The Supreme Court ruled that the Tax Inspector acted in breach of the principle of legality by issuing an interest on tax decision prior to 1 October 2020 that anticipated the interest rate increase on that date. However, the Supreme Court argued that the interest rate of 4% does not contravene Article 1 of Protocol No. 1 to the ECHR.
Article 1 of Protocol No. 1 to the ECHR vs. the principle of proportionality
The interest on tax scheme, which came into force on 1 January 2013, essentially means that the Tax Inspector charges interest on tax if the imposition of a tax assessment with an amount payable by the taxpayer is unduly delayed due to the taxpayer’s own actions. Conversely, the Tax Inspector reimburses interest on tax if they take too long to determine a refund.
This case concerns both the statutory minimum rate of 4% for other levies in the period 1 July 2017 to 1 July 2020, and the corresponding interest rate in Article 1(a) of the Interest on Tax Decree (Besluit belasting- en invorderingsrente), which came into force on 1 October 2020. In December 2025, Advocate General Koopman had already concluded that the ‘fair balance’ of Article 1 of Protocol No. 1 to the ECHR had not been violated at the systemic level. At the same time, he indicated that the scheme in force since 1 October 2020 might well be contrary to the principle of proportionality, as the 4% minimum contains an element of arbitrariness.
However, the judgment handed down on 16 January 2026 concerning the high rate of interest on corporate income tax shows that the Supreme Court does not make this distinction. Referring to this judgment, the Supreme Court therefore ruled that the minimum interest rate of 4% does not contravene Article 1 of Protocol No. 1 to the ECHR nor the principle of proportionality.
Principle of legality
Another significant issue at stake in this case is whether, when issuing an interest decision, the Tax Inspector may anticipate an interest rate increase that, although announced, had not yet come into effect at the time of issuing that assessment. This is important because interest on tax is charged up to the date on which the tax due under a tax assessment becomes payable.
In this case, the Tax Inspector issued an interest decision on 26 September 2020, applying 4% interest on tax for the period from 1 October 2020 to 20 October 2020. However, the amendment to the Interest on Tax Decree to that effect was not published until 30 September 2020 and came into force on 1 October 2020. The Supreme Court ruled, in line with Advocate General Koopman, that the constitutional principle of legality (Article 104 of the Constitution) and Article 1 of Protocol No. 1 to the ECHR preclude this. This is not altered by the fact that the change in interest rates had already been announced. The interest on tax charged was reduced to 0.01% (the rate applicable to income tax during the period 1 July 2020 – 30 September 2020).

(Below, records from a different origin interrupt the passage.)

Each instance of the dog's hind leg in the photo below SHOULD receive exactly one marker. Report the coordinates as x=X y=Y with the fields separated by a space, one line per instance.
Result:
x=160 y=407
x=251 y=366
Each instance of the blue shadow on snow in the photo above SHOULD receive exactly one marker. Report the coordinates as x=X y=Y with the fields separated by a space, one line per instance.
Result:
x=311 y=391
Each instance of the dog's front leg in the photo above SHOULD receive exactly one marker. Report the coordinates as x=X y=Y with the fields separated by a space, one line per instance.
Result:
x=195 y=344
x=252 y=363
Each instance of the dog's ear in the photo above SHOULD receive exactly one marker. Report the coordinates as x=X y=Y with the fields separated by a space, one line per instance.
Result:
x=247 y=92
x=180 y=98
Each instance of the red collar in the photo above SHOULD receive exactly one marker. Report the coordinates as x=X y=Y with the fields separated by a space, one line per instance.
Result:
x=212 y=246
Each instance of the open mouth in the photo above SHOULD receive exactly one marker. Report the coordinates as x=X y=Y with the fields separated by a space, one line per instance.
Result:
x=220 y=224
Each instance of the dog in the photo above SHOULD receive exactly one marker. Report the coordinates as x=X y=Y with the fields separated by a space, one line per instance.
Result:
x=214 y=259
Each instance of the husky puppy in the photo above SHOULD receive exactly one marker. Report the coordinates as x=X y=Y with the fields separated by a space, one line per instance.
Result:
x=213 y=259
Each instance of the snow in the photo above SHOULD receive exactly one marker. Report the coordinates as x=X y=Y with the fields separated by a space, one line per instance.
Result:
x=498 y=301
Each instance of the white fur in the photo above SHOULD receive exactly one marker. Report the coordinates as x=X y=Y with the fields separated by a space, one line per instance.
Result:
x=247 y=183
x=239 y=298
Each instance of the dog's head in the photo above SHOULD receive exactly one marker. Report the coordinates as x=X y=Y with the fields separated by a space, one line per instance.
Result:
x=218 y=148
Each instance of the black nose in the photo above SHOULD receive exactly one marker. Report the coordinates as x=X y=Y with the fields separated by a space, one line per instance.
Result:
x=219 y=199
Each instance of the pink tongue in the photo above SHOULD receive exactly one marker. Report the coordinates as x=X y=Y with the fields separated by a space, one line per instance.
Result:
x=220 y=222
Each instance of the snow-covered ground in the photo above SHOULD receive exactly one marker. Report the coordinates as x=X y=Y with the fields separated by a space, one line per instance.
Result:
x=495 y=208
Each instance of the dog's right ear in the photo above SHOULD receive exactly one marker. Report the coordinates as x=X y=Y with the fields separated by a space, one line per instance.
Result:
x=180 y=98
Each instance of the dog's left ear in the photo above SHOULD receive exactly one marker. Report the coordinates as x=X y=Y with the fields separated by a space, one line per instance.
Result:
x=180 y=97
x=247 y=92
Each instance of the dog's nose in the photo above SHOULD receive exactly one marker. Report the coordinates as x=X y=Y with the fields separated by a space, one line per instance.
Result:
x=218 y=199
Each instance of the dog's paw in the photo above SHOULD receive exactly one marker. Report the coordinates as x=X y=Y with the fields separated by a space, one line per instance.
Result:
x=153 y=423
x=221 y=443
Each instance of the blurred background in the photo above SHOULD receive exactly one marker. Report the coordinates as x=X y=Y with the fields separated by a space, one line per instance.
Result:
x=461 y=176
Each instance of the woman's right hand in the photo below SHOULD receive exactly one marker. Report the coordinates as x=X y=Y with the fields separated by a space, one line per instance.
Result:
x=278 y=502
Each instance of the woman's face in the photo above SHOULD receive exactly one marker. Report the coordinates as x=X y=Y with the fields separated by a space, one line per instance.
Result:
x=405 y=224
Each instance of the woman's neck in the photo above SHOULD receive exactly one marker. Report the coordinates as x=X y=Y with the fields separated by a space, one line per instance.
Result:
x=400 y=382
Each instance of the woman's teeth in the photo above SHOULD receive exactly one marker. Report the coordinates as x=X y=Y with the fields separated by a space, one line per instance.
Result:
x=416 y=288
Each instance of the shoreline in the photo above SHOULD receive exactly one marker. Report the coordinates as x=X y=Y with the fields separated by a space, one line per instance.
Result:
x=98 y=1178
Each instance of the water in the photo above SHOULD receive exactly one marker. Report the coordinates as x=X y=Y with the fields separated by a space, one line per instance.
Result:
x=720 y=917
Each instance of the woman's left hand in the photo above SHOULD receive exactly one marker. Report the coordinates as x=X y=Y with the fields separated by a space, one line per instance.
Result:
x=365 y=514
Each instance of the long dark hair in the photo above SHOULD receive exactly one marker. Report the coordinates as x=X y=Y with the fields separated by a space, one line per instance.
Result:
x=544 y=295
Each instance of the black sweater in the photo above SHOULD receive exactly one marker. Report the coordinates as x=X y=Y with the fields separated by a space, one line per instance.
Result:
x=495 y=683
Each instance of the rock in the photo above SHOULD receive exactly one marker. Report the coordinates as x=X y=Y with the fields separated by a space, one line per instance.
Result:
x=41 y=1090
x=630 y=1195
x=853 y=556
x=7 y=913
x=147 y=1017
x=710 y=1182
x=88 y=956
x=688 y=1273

The general rule is that the levying of tax and the calculation of interest on tax are not permitted if the relevant legislation has not yet entered into force at the time when the tax is levied or the interest is charged. This applies both to the introduction of new legislation and to the extension of existing options for levying tax or calculating interest, for example as a result of an interest rate increase. An exception to the principle of legality applies only if it follows from an Act of Parliament (wet in formele zin) that a legal basis is granted with retroactive effect to actions previously taken by the Tax Inspector. However, that is not the case here. The Interest on Tax Decree is not an Act of Parliament but rather an order in council (algemene maatregel van bestuur). Furthermore, the interest rate increase as of 1 October 2020 has not been implemented with retroactive effect.
Tax practice consequences
In light of the above, we would also note that the aforementioned restrictions do not apply if existing legislation leads to a change in the interest on tax rate. In the Interest on Tax Decree, the level of interest on tax is linked to the most recent ECB main refinancing operation that took place before 1 November of the preceding calendar year, plus a surcharge of 3%. If this system leads to a change in the interest on tax rate as of 1 January of any year, the Tax Administration can readily take this into account when determining an interest decision.